История о рождении Салтыкова вошла, наверное, во все биографии писателя. В конце XIX века она прочитывалась как история о дремучей отсталости "выморочного" провинциального дворянства, в среде которого довелось родиться будущему грозному сатирику. "Курбатов, – отталкиваясь от "Пошехонской старины", рассуждал один биограф Щедрина, – был очень набожен, вечно бродил по монастырям и от природы был несомненным идиотом, а этого было по тем временам совершенно достаточно, чтобы признать за ним права на пророчество" [Денисюк: 9]. Между тем воспоминания Щедрина о Курбатове не просто колоритная деталь из пошехонского прошлого. Социально-исторический и, я бы сказал, философски-этический интерес писателя (как и многих его современников) к феномену русских "блаженненьких" хорошо известен (о богомольцах и юродивых он писал на протяжении всей своей литературной карьеры). Но чувствуется в приведенном рассказе Салтыкова об обстоятельствах собственного рождения и какая-то болезненная психологическая травма.
Примечательно, что впервые эта история (почти со всеми ее колоритными деталями) была рассказана Салтыковым во второй главе романа "Господа Головлевы" "Семейный суд". Мать "кровопинушки" Головлева вспоминает здесь обстоятельства рождения своего сладкого и жуткого сына:
И припомнились ей при этом многознаменательные подробности того времени, когда она еще была "тяжела" Порфишей. Жил у них тогда в доме некоторый благочестивый и прозорливый старик, которого называли Порфишей-блаженненьким и к которому она всегда обращалась, когда желала что-либо провидеть в будущем. И вот этот-то самый старец, когда она спросила его, скоро ли последуют роды и кого-то бог даст ей, сына или дочь – ничего прямо ей не ответил, но три раза прокричал петухом и вслед за тем пробормотал:
– Петушок, петушок! востер ноготок! Петух кричит, наседке грозит; наседка – кудах-тах-тах, да поздно будет!
И только. Но через три дня (вот оно – три раза-то прокричал!) она родила сына (вот оно – петушок-петушок!), которого и назвали Порфирием, в честь старца-провидца…
Первая половина пророчества исполнилась; но что могли означать таинственные слова: "наседка – кудах-тах-тах, да поздно будет"? – вот об этом-то и задумывалась Арина Петровна, взглядывая из-под руки на Порфишу, покуда тот сидел в своем углу и смотрел на нее своим загадочным взглядом [Щедрин: VII, 13].

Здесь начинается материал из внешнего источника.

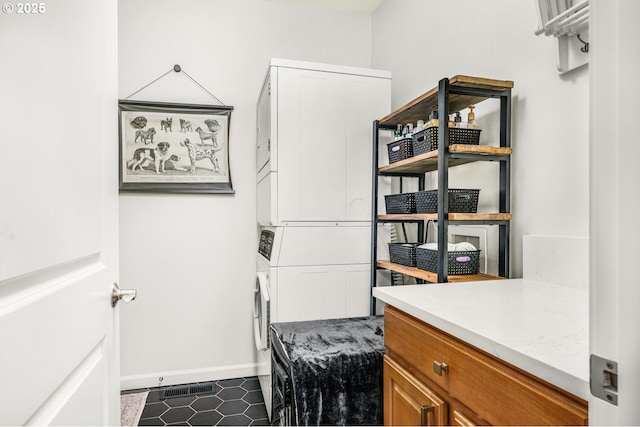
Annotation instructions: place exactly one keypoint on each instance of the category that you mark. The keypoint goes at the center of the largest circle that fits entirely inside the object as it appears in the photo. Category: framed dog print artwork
(174, 148)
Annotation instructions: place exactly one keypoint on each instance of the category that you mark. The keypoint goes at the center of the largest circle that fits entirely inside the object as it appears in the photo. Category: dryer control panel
(266, 243)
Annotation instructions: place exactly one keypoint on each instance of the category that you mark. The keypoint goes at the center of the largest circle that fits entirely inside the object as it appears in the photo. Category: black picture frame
(174, 148)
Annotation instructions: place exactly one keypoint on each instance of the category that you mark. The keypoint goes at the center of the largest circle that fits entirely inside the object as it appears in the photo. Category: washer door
(261, 310)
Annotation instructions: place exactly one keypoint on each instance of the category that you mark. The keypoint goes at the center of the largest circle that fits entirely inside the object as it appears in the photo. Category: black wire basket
(427, 139)
(459, 262)
(403, 253)
(400, 149)
(460, 201)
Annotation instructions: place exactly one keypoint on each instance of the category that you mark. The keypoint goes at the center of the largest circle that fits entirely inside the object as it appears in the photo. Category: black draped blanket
(335, 368)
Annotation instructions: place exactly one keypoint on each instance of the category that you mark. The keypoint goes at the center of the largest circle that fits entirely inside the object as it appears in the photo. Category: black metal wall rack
(451, 95)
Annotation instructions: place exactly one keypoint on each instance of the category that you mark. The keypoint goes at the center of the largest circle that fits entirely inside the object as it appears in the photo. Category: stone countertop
(539, 327)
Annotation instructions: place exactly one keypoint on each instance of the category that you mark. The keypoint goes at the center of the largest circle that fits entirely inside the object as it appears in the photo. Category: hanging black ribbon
(176, 68)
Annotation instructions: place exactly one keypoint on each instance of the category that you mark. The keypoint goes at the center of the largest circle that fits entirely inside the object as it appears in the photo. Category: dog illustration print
(145, 136)
(158, 155)
(196, 154)
(208, 135)
(185, 126)
(165, 125)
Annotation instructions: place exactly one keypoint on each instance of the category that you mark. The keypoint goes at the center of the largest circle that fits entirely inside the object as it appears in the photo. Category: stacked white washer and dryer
(314, 179)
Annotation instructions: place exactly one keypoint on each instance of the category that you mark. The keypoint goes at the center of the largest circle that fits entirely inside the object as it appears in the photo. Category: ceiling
(358, 6)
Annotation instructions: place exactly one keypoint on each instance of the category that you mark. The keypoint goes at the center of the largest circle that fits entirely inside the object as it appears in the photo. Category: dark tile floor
(235, 402)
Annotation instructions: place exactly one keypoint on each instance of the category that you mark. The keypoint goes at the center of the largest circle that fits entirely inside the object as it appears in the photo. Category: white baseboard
(158, 379)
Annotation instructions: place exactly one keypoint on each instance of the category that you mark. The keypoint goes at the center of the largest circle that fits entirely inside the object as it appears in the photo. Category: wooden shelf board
(419, 108)
(428, 162)
(433, 277)
(452, 217)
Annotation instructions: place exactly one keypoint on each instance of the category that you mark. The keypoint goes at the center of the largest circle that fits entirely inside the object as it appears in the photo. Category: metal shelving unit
(449, 96)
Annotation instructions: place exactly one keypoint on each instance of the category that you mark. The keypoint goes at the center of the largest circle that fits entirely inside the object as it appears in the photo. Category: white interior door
(58, 214)
(615, 202)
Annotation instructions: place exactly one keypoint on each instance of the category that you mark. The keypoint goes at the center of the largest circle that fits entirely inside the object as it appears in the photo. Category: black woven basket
(460, 201)
(427, 139)
(403, 253)
(400, 203)
(400, 149)
(460, 262)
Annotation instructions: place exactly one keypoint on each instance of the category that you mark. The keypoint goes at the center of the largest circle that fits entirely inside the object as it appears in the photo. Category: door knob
(126, 295)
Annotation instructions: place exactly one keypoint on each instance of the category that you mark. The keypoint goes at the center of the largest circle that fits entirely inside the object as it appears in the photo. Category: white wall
(192, 257)
(423, 41)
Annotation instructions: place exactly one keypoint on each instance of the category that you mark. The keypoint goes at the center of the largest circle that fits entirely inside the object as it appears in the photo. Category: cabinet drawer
(496, 391)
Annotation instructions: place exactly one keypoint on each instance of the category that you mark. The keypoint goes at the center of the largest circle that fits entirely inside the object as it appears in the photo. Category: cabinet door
(460, 419)
(409, 402)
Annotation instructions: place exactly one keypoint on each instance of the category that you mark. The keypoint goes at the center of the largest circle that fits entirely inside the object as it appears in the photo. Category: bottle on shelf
(471, 118)
(408, 130)
(457, 120)
(433, 119)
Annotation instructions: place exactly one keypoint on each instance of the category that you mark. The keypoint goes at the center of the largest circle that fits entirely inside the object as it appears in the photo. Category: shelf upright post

Пророчество головлевского блаженненького Порфирия не раз привлекало к себе внимание исследователей: намек на антихриста, скрытое сопоставление с вурдалаком или просто черта существования вырождающегося провинциального дворянства. Но, кажется, никто, дорогой коллега, не заметил, что эта история почти буквально совпадает с рассказом о рождении самого Щедрина (или, говоря осторожнее, его автобиографического героя в "Пошехонской старине"). Известно, что одним из главных прототипов Иудушки (а Щедрин, подобно Толстому, был писателем, выжимавшим ярчайшие литературные образы из собственной семейной истории) был старший брат писателя Дмитрий (его крестным отцом, как уже знаем из письма Ольги Михайловны, также был Курбатов, и назвали первенца в честь этого богомольца). Болезненная ненависть Щедрина к "злому демону" семьи брату Дмитрию достигает апогея в годы работы над "Господами Головлевыми" [Журавлев: 112]. Этот роман в известной степени – попытка литературного уничтожения ненавистного брата – "лицемера" и "празднолюбца", названного в честь блаженненького крестного.